One inherent limitation of testing for dose-response relations among “sometimes” users of condoms is that people may engage in situational condom use. In other words, people may use condoms when they have sex with partners whom they perceive to be potential transmitters of an STI. Empirical support for this phenomenon can be found in an analysis of data obtained from Project RESPECT; the researchers concluded that, “people tend to have safe sex with risky partners and risky sex with safe partners.”28

Multivariate analyses

A second inherent limitation of testing hypotheses relative to condom effectiveness for less than 100% proportional use or greater than zero acts of unprotected sex is that partner related variables must be accounted for in the analyses. For example, if condom use is situational (by partner type) then assessments including diverse partner related measures are needed (for example, number of sex partners, STI risk behaviour of sex partners). Alternatively, in studies assessing the relation of STI incidence to 100% proportional condom use or “never” having unprotected sex, assessment of partner related variables would not be necessary (as, for example, 100% use implies STI protection regardless of partner related measures).
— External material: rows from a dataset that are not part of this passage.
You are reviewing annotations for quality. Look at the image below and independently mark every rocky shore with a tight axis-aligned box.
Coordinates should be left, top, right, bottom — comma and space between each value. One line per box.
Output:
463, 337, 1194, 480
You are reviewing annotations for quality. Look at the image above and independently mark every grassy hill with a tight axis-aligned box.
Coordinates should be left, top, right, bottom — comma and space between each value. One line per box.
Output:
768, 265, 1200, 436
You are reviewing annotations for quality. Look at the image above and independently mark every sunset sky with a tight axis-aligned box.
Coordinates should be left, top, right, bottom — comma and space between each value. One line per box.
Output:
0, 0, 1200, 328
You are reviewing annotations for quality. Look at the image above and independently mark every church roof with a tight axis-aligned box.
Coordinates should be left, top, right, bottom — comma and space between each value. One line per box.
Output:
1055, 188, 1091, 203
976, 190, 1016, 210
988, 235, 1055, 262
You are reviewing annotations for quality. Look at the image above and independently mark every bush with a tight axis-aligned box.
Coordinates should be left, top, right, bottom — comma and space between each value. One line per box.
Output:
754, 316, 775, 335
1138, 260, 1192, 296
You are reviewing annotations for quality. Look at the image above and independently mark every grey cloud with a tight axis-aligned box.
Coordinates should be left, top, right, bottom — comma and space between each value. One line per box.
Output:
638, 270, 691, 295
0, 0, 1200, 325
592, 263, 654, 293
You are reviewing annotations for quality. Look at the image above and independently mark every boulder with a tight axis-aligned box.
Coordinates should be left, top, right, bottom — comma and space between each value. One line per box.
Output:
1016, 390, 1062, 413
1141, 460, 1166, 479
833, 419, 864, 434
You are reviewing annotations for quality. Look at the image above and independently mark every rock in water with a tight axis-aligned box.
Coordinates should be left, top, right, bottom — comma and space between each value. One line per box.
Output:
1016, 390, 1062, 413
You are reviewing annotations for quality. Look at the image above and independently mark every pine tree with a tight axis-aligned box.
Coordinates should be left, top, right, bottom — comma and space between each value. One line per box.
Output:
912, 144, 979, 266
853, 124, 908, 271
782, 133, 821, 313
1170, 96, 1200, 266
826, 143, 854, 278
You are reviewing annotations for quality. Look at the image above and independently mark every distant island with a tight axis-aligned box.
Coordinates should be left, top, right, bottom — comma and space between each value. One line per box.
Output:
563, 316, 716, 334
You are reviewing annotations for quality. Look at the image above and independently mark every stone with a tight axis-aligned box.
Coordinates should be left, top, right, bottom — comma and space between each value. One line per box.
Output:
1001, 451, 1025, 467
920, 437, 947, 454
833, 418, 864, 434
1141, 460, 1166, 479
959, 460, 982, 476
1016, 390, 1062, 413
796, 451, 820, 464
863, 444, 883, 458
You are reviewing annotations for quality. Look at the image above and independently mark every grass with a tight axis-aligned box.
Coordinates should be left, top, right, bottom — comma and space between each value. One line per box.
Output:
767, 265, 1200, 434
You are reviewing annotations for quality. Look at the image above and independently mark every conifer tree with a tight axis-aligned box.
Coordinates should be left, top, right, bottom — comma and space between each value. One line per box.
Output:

Thus, while bivariate analyses can be used to test hypotheses relevant to consistent condom use, multivariate analyses are necessary for testing hypotheses relevant to the effects of less than consistent condom use (or greater than zero acts of unprotected sex) on STI incidence.

Given that data can be quite expensive to collect and that a substantial portion of research participants in any study will report less than consistent condom use, studies designed to assess the effectiveness of condoms clearly should measure the entire spectrum of partner related variables that could also account for variance in STI incidence. This analytical issue is also a measurement issue. For example, the quality of any one research participant’s condom use may vary from one partner to another. Measurement of condom use errors and problems must be partner specific, particularly if study participants are largely reliant on their sex partners for correct application and use of condoms as is often true with women in relationships with men.


We have described many considerations necessary for a fair test of hypotheses relative to condom effectiveness. Indeed, tests of condom effectiveness will require a level of rigour that incorporates appropriate design, measurement, and analytical steps. Although this level of rigour will be resource intensive, the potential benefits of creating a fair test of hypotheses relevant to condom effectiveness are warranted (for example, restored public and provider confidence in condom effectiveness for STI prevention). Conversely, given that consistent and correct use of condoms has been such a vital strategy applied to STI prevention (with some evidence suggesting efficacy), the cost of not providing fair tests of these hypotheses could be prohibitively high.


The authors gratefully acknowledge the assistance of Dr Steven Pinkerton (Center for AIDS Intervention Research) in the final preparation of the manuscript.